Third person can be done really well, you know, but you actually have to work with it and make sure that you’re using all of the tricks and techniques that authors can to make third person work. If you haven’t got that level of skill you need to go for first person because first person allows us to really get into the character’s head and if you’re struggling with third person but you really want to make it work one thing that you can do is third person fixed POV. So instead of having an omniscient narrator who can travel around with every single character and who can head skip – which happens quite a few times in this book, during even the same scene we head skip – what you can do is just have one character who you focus on.
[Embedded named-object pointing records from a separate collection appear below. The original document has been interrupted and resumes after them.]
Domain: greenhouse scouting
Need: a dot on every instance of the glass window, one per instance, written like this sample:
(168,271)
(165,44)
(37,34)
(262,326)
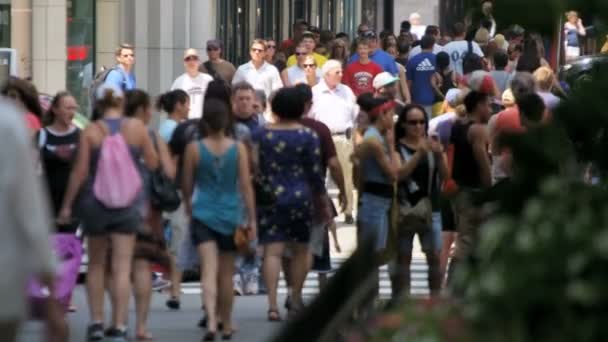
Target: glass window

So for example in this book the whole thing could have been told but from Violet’s perspective. All the other stuff that’s in there wasn’t necessary and some of it even betrayed the twist long long long before it happened in the book so when the twist came it wasn’t a twist because I’d already worked it out. That’s not a good satisfying ending for the reader and it’s not necessary for the plot of the book.
In fact, it would have been a lot more suspenseful and a lot more shocking if we didn’t know who/what the second identity of a certain character was, trying not to give spoilers here, before it was revealed. Okay, so you can just use single fixed POV to make sure that you can get more into the head of that character. If we see everything that’s happening to them, if we don’t skip important conversations, if we don’t skip important life moments and development moments, but we stick with that character the whole way through the plot that can build up a lot more empathy with the reader and that’s what you want. So those are my three key takeaways from The City of Stardust.
What a beautiful edition that I have from Fairyloot but unfortunately again I hate to do negative things like this. As a fellow author I know that it can hurt to hear this kind of thing so I’m not tagging the author. Please don’t tag the author if you’re leaving a comment but I just want to make the whole world better at writing and I want to read better books so please take these tips and do with them what you will.